The seasonality of this blend is one of the biggest reasons for it's popularity and success. There is something about the limited time availability that makes people feel compelled to enjoy it while it lasts. Not only that but careful marketing has lead to pumpkin spiced items lining up shelves at the stores. And finally, Starbucks dotted the final "i" by introducing the Pumpkin spiced latte. Now we anxiously wait through 3 seasons to get our fix. But let me not put all the blame on the companies; it is a delicious blend after all.
My experience of "pumpkin" spice is really mixed spice. In Kenya, we commonly used mixed spice for our cakes, biscuits (cookies in the US) and custards. Native to North America, pumpkins and squashes are hardly ever found or used in Kenya and with the previous heavy British presence desserts were influenced by them. Mixed spice, also a seasonal favorite in Britain, was something we used all year round. With the equator running right through its middle, Kenya never experiences major seasonal changes.
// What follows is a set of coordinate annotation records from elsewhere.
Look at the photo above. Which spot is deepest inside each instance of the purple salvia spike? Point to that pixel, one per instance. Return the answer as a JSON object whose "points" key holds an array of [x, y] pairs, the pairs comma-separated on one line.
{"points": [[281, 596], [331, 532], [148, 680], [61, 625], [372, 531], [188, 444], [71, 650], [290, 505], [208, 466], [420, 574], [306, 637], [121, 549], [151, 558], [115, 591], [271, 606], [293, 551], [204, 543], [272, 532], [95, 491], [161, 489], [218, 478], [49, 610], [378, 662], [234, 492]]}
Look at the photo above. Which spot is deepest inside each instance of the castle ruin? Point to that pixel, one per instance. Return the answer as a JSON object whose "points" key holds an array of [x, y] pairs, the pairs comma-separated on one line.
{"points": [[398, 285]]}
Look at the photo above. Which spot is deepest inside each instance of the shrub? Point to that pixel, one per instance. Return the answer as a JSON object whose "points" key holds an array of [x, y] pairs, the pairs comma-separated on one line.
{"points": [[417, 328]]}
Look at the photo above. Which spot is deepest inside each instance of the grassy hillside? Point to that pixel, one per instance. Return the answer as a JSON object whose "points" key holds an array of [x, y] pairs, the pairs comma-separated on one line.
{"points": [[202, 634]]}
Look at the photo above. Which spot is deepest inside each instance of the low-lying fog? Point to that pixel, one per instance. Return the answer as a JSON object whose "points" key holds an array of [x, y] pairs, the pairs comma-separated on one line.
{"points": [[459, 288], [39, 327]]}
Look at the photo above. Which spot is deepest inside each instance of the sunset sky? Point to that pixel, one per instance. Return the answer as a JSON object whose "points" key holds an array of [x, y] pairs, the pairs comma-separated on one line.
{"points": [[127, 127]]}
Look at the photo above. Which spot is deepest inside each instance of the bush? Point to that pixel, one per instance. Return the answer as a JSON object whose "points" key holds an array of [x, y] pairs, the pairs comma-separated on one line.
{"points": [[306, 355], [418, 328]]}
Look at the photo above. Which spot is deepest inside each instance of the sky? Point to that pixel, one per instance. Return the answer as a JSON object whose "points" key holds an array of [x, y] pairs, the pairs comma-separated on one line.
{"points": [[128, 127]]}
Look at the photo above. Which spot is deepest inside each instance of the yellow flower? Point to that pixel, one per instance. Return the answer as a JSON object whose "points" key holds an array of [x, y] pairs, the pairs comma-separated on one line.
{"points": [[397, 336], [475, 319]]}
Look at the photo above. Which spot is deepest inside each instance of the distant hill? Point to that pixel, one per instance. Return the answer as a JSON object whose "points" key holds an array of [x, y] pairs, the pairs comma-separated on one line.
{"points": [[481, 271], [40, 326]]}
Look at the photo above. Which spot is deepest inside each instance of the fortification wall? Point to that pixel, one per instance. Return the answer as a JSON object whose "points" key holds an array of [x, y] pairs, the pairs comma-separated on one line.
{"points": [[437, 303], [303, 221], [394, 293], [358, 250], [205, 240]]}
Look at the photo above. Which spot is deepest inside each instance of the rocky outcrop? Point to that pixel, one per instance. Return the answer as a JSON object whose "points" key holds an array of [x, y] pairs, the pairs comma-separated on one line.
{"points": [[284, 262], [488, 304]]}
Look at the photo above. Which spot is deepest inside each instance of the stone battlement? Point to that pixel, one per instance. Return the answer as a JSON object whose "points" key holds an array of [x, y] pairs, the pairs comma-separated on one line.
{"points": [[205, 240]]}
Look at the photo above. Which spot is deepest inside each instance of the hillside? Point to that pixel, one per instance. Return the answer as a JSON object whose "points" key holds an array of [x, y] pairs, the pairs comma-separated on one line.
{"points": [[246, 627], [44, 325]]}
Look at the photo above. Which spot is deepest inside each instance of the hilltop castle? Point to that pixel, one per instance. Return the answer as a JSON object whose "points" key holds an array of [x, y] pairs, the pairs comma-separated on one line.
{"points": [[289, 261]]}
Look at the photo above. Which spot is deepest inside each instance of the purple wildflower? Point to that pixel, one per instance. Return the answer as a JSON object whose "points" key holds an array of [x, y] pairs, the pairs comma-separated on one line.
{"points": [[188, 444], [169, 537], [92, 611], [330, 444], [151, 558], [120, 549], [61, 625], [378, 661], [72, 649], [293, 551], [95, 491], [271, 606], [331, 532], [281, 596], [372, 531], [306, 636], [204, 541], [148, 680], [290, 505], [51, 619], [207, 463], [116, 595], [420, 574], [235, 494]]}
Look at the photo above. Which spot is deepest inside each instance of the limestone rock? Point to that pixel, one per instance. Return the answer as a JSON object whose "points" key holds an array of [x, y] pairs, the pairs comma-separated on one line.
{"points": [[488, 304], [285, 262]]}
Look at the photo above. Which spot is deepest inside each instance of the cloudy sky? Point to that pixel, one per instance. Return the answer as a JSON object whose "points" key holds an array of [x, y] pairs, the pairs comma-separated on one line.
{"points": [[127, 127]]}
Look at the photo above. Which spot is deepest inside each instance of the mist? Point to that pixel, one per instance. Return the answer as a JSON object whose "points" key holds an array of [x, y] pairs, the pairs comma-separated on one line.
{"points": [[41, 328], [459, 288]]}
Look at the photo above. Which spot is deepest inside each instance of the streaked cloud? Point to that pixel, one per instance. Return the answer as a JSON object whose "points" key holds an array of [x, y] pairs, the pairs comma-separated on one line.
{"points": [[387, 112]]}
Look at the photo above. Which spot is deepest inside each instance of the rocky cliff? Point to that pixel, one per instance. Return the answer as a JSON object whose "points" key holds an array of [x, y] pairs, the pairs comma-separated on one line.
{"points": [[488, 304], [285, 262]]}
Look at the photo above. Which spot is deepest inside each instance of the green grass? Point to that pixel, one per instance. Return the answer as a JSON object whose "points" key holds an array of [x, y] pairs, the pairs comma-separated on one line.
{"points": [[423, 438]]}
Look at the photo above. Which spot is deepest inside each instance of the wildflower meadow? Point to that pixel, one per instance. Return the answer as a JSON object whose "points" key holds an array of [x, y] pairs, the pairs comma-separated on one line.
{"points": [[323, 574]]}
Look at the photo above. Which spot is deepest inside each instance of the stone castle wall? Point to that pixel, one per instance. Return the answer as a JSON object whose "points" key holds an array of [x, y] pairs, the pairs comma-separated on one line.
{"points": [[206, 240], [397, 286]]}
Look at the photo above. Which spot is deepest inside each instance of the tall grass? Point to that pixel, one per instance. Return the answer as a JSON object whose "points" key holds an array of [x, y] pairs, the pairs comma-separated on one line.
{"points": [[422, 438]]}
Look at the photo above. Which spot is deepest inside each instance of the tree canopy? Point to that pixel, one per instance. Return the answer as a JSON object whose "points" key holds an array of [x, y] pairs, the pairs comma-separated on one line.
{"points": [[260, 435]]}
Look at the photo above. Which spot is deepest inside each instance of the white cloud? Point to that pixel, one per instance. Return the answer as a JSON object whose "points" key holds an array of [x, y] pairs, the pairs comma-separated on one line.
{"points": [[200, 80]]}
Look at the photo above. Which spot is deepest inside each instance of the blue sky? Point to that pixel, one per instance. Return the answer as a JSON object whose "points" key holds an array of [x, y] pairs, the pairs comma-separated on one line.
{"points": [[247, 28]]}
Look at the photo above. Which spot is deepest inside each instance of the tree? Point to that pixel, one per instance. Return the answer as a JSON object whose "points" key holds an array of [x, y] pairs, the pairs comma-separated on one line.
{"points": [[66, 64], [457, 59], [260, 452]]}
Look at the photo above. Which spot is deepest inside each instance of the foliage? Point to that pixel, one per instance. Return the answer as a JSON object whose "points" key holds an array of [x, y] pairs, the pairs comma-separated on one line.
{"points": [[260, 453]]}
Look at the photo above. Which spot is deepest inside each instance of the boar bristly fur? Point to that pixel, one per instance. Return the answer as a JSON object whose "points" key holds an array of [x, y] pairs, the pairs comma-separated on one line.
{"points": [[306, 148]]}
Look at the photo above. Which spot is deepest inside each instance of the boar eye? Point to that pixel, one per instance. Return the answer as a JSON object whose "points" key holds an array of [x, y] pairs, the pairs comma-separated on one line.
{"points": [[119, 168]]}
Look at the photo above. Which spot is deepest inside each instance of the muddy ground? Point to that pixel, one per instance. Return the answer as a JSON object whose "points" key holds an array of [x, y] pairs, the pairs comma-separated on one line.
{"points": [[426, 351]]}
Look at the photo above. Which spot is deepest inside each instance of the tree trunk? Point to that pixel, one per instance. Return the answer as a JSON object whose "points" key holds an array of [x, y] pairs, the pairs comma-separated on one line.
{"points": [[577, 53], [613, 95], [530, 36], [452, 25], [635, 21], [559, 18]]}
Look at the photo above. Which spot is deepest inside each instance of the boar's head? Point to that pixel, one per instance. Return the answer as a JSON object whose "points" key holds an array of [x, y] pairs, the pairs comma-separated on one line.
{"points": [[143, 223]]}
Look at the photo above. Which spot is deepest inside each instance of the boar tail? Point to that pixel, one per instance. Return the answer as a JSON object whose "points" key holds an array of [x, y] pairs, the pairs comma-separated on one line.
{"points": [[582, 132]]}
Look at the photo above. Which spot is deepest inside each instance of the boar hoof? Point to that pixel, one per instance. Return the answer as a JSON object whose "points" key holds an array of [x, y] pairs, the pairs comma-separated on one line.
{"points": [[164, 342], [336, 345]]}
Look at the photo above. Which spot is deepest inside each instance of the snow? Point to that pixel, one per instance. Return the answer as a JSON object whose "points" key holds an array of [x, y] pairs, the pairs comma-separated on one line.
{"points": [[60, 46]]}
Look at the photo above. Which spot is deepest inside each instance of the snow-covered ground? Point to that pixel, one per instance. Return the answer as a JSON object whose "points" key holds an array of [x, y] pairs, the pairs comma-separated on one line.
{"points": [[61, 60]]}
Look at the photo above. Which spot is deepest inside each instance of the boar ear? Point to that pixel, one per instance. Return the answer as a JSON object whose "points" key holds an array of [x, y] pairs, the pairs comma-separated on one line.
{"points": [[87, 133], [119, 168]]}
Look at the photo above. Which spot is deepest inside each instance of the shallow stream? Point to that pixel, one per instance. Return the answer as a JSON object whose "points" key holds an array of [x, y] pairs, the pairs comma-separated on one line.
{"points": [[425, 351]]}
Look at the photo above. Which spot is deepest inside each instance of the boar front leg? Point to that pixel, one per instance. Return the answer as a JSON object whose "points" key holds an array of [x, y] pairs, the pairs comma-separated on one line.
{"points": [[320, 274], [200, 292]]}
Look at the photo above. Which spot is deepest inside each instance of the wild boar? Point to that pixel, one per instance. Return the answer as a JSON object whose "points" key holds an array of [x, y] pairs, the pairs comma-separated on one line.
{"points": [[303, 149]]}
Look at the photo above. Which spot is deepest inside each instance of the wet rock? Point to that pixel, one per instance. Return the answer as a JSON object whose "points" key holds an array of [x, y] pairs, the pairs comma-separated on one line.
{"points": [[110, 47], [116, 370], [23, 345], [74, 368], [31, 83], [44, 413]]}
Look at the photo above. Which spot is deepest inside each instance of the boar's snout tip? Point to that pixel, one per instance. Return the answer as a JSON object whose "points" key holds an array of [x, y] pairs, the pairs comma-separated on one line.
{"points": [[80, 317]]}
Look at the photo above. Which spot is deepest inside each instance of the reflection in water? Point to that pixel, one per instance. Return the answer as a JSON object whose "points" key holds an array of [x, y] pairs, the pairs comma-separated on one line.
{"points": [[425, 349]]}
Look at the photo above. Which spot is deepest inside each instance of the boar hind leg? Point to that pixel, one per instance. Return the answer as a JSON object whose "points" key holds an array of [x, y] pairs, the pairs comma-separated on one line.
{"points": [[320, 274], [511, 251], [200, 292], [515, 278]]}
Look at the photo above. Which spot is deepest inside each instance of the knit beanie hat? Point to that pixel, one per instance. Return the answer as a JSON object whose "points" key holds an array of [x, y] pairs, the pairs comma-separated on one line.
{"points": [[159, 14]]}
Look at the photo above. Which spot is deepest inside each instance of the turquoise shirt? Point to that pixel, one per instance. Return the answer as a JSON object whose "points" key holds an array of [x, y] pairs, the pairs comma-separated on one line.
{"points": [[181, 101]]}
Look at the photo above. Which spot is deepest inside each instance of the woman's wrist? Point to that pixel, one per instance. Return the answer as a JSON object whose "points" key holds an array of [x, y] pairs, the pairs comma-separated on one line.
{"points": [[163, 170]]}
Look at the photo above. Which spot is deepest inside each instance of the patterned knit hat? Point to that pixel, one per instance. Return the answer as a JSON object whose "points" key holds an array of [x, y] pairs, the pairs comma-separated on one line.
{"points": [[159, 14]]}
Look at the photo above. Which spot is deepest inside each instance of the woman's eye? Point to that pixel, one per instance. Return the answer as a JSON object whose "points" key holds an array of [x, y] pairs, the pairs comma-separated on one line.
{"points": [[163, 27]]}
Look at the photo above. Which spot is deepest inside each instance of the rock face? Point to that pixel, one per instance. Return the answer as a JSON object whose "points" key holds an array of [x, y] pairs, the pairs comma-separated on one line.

It is in the recent years, I discovered (or rather paid attention to) Pumpkin spice and learnt of the ingredients, it was nostalgia for my old love of mixed spice. Making this blend was easy and very intuitive. It is one I am familiar with, love and have used innumerable times. A delicate blend of cinnamon, ginger, cloves, nutmeg and allspice are aromas one would love wake up to. It is a full sensory experience when having these spices in combination.
Whether we call it mixed spice or pumpkin spice clearly it is one that is loved world over. But hummus, seriously???
Pumpkin Spiced Tea Latte
3/4 cup water
1 teaspoon loose leaf black tea leaves
1/2 teaspoon One Good Knife Pumpkin Spice
2 teaspoons sugar
3/4 cup milk + 1/2 cup (for foam)
In a saucepan, on medium heat, boil the water.
Turn off the heat, add the tea leaves, sugar and One Good Knife Pumpkin Spice
Steep for 5 mins then strain.
In a pot mix 3/4 milk with the tea mix and bring to a boil.
Heat the 1/2 cup milk and froth using a frother.
Pour foam on the tea.
Drizzle some pumpkin spice on top and enjoy.